ITベンダーもユーザー企業も「IoT」という言葉に魅了されている。
インターネットにつながるモノの数は急激な伸びを示し、先進事例としてコマツの「スマートコンストラクション」、GEの「Predix」、ロールスロイスの「Power By The Hour」などが紹介されるようになり、「これはわが社も何か手を打たなければ」と焦りにも似た雰囲気があるようだ。そして、今までの人月積算型の収益構造に、もはや限界を感じ始めているSI事業者にとっては、「IoT」を突破口に新規事業を立ち上げて起死回生を図りたいという思惑も見える。

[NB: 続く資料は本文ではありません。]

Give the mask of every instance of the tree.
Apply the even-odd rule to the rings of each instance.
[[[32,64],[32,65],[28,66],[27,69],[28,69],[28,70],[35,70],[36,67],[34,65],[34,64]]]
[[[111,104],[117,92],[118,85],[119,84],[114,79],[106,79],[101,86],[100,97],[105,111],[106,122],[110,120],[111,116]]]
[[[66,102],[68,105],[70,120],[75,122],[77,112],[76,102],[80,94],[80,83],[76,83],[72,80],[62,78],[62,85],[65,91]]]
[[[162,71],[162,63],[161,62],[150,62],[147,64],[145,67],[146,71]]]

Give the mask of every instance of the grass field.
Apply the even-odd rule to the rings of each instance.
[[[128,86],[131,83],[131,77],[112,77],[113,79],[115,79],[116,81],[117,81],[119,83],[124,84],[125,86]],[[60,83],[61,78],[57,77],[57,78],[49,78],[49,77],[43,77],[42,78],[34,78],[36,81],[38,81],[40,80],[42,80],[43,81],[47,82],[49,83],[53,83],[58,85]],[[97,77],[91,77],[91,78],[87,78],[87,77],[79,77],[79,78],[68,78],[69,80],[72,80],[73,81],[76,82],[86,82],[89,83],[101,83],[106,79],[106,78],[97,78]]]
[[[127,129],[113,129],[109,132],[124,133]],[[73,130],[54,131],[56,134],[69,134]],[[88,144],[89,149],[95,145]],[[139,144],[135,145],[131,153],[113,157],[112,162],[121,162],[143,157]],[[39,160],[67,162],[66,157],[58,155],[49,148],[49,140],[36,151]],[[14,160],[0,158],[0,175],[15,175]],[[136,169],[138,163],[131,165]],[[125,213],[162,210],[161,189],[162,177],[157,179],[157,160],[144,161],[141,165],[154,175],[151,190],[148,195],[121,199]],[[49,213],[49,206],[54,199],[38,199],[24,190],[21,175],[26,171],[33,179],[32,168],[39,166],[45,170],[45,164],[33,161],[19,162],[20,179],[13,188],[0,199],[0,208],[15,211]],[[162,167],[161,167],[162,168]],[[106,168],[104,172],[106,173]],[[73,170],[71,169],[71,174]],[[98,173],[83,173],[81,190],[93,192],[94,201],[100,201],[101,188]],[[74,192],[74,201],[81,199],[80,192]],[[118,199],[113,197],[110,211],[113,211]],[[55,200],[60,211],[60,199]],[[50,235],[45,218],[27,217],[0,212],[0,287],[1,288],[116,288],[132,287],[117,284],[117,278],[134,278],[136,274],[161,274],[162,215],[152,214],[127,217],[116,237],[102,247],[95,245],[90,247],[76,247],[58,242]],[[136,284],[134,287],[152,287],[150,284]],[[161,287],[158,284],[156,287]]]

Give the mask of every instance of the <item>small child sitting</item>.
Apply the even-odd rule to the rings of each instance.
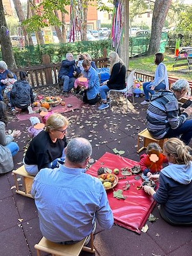
[[[44,130],[45,124],[40,123],[38,118],[36,116],[31,116],[29,120],[31,121],[31,126],[28,129],[28,131],[29,137],[33,138]]]
[[[77,78],[75,81],[74,89],[76,90],[77,93],[81,93],[84,90],[88,89],[89,86],[88,83],[88,79],[86,77],[84,77],[83,74],[80,73],[78,78]]]
[[[145,180],[158,178],[156,175],[163,169],[163,164],[168,163],[166,156],[162,154],[161,147],[156,143],[149,143],[146,154],[140,157],[140,164],[143,172],[141,177]]]
[[[6,85],[4,93],[8,97],[9,102],[10,102],[10,91],[13,88],[13,84],[15,82],[17,81],[17,79],[14,78],[13,74],[12,72],[8,72],[7,74],[7,78],[5,79],[1,79],[1,82]]]

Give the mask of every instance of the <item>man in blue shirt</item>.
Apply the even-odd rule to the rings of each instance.
[[[95,219],[104,228],[113,225],[102,182],[85,173],[92,152],[87,140],[74,138],[65,148],[65,165],[42,169],[35,178],[31,195],[40,230],[52,242],[77,243],[91,234]]]
[[[97,72],[91,65],[88,60],[84,60],[83,62],[84,70],[82,71],[83,76],[86,77],[88,82],[88,88],[84,91],[83,102],[89,103],[90,105],[95,105],[100,100],[98,96],[100,86],[99,75]]]
[[[58,75],[59,80],[63,81],[64,97],[68,97],[68,92],[74,86],[75,77],[80,73],[81,70],[76,66],[73,54],[67,53],[66,60],[62,61]]]

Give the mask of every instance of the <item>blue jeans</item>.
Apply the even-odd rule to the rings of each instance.
[[[3,100],[2,91],[5,88],[5,85],[0,85],[0,100]]]
[[[109,90],[107,85],[102,85],[99,87],[99,92],[102,100],[107,100],[107,92],[109,92]]]
[[[159,90],[164,90],[166,88],[166,85],[163,84],[163,83],[160,83],[156,88],[155,90],[150,90],[151,86],[152,86],[152,83],[153,82],[145,82],[143,83],[143,91],[145,93],[145,100],[149,100],[149,93],[150,93],[151,95],[153,95],[155,93],[156,91],[159,91]]]
[[[16,154],[18,152],[19,150],[19,147],[18,146],[18,144],[16,143],[16,142],[10,142],[8,145],[5,146],[5,147],[9,148],[9,150],[11,151],[12,156],[14,156],[16,155]]]
[[[187,120],[179,128],[170,128],[164,138],[179,137],[179,135],[181,135],[180,140],[186,145],[188,145],[192,138],[192,120]]]
[[[74,87],[74,83],[76,81],[75,77],[69,77],[68,76],[62,76],[60,79],[63,81],[63,92],[68,92],[73,87]]]

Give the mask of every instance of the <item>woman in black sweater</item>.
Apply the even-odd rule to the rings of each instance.
[[[110,77],[105,81],[99,88],[102,104],[98,109],[102,110],[109,107],[107,102],[107,93],[109,90],[122,90],[125,88],[126,68],[123,61],[115,52],[109,54]]]

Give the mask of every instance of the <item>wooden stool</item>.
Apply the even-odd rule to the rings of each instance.
[[[27,173],[24,165],[19,167],[19,168],[18,168],[15,170],[14,170],[12,172],[12,173],[14,173],[14,178],[15,178],[15,186],[16,186],[16,193],[17,193],[17,194],[20,194],[20,195],[22,195],[25,196],[30,197],[31,198],[33,198],[33,197],[31,196],[31,195],[29,192],[30,192],[31,190],[32,184],[33,184],[33,179],[34,179],[35,177],[31,176],[29,173]],[[19,190],[19,182],[17,180],[17,179],[18,179],[17,175],[22,176],[23,178],[24,191],[22,191],[22,190]]]
[[[144,138],[144,145],[141,147],[140,148],[140,137]],[[138,133],[138,153],[140,153],[143,149],[147,148],[148,145],[152,142],[156,142],[156,143],[159,144],[161,148],[163,149],[163,144],[168,139],[160,139],[157,140],[153,138],[150,134],[149,133],[147,129],[145,129],[145,130],[142,131],[141,132]]]
[[[91,234],[91,248],[84,246],[86,239],[86,237],[76,244],[65,245],[51,242],[43,237],[38,244],[35,245],[35,248],[36,249],[37,256],[40,256],[40,252],[47,252],[52,256],[78,256],[82,250],[95,253],[93,233]]]

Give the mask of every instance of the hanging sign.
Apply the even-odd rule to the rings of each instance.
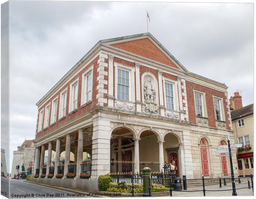
[[[242,143],[238,144],[232,144],[230,145],[230,148],[240,148],[242,147]],[[228,149],[228,145],[219,145],[218,146],[218,149]]]
[[[228,149],[216,149],[215,150],[215,152],[216,153],[228,153]]]

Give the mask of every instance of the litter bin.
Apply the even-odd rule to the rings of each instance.
[[[176,191],[182,190],[181,178],[176,178],[174,179],[174,190]]]

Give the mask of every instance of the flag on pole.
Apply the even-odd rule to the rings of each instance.
[[[150,18],[149,17],[149,14],[147,13],[147,17],[149,18],[149,22],[150,22]]]

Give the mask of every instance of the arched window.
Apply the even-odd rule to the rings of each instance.
[[[206,142],[203,139],[200,140],[200,152],[201,157],[202,173],[204,176],[209,176],[209,163],[207,145]]]
[[[220,141],[220,145],[225,145],[223,141]],[[225,155],[225,153],[222,153],[221,155]],[[227,157],[222,156],[221,158],[221,167],[222,168],[222,174],[224,176],[228,176],[228,164],[227,163]]]

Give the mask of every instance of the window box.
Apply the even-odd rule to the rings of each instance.
[[[197,124],[204,126],[208,125],[208,118],[204,117],[196,116],[196,120]]]
[[[69,115],[70,115],[72,114],[73,114],[74,112],[76,112],[76,111],[77,111],[77,109],[75,109],[74,110],[71,111],[71,112],[70,112],[70,113],[69,113]]]

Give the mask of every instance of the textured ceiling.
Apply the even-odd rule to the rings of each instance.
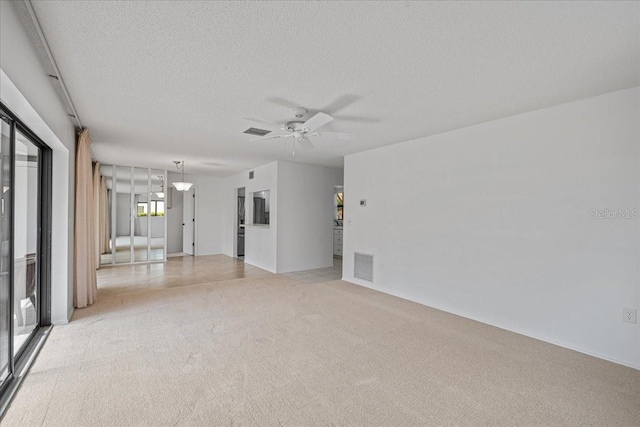
[[[640,84],[635,2],[34,2],[94,154],[228,175]],[[342,116],[296,151],[249,142],[285,100]],[[346,120],[351,118],[352,120]],[[356,119],[356,120],[353,120]],[[262,127],[262,126],[257,126]]]

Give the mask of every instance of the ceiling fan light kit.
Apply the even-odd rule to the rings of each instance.
[[[173,186],[176,187],[178,191],[189,191],[193,182],[186,182],[184,180],[184,160],[174,160],[173,163],[175,163],[178,170],[182,169],[182,181],[174,182]]]

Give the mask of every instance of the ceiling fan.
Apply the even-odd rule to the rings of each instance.
[[[319,137],[321,135],[331,135],[339,139],[353,139],[350,134],[341,133],[341,132],[323,132],[322,134],[317,132],[321,127],[331,123],[333,121],[333,117],[331,117],[327,113],[323,113],[322,111],[314,114],[311,118],[307,120],[302,120],[308,113],[306,108],[303,107],[295,107],[292,109],[293,115],[295,119],[290,120],[284,124],[281,128],[285,133],[277,134],[277,135],[266,135],[261,136],[259,138],[251,139],[251,141],[263,141],[266,139],[275,139],[275,138],[294,138],[294,150],[293,154],[295,155],[295,143],[297,142],[301,148],[308,149],[313,148],[313,143],[310,136]],[[271,125],[268,122],[247,118],[247,120],[251,120],[253,122],[262,123]]]

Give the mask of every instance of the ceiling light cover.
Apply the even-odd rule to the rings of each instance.
[[[178,191],[189,191],[189,189],[191,188],[191,186],[193,185],[192,182],[174,182],[173,186],[176,187],[176,190]]]
[[[182,169],[182,181],[174,182],[173,186],[176,187],[176,190],[178,191],[189,191],[193,183],[185,182],[184,180],[184,160],[174,160],[173,163],[176,164],[176,168],[178,168],[178,170]]]

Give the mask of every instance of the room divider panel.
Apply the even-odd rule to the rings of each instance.
[[[100,265],[166,260],[166,171],[100,165]]]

しかし、「IoTビジネスとは何か」が曖昧なままに、漠然とした期待感だけが、妄想のように膨らんでいるのではないかと思うことがある。
IoTのもたらすビジネス価値を否定するものではない。しかし、「インフラを構築する」「システムを開発する」「運用管理や保守作業を請け負う」といった既存のビジネスの延長線上で、IoTビジネスを捉えてもうまくいかないことを覚悟すべきだ。
IoTを次のように捉えてみると、この問題提起の本質が見えてくるかもしれない。
IoTはテクノロジーではなく、ビジネスプロセスを変革する取り組みである
まず、IoTは単独のテクノロジーではないということだ。例えば、
多様なテクノロジーの組み合せによって実現される「ソリューション」だ。
「ソリューション」とは、解決すべき課題が前提だ。そして、その課題に対してどのような解決策を導くかにより、必要とされるテクノロジーの組み合せが変わる。
このチャートは、IoTを構成するビジネスレイヤーを示している。「IoTビジネス」を「テクノロジービジネス」として捉えるならば、ここに示したテクノロジー部品の提供や、多様なアプリケーションに便宜を提供するプラットフォーム、つまりテクノロジー部品を連係・組み合わせたサービスとして提供するという選択肢があるだろう。ただ、それらは競争も激しく、機能の優位性だけではやがて差別化は難しくなり、規模の経済を求めなくてはならなくなる。それも1つの戦略ではあるが、それなりの覚悟が求められる。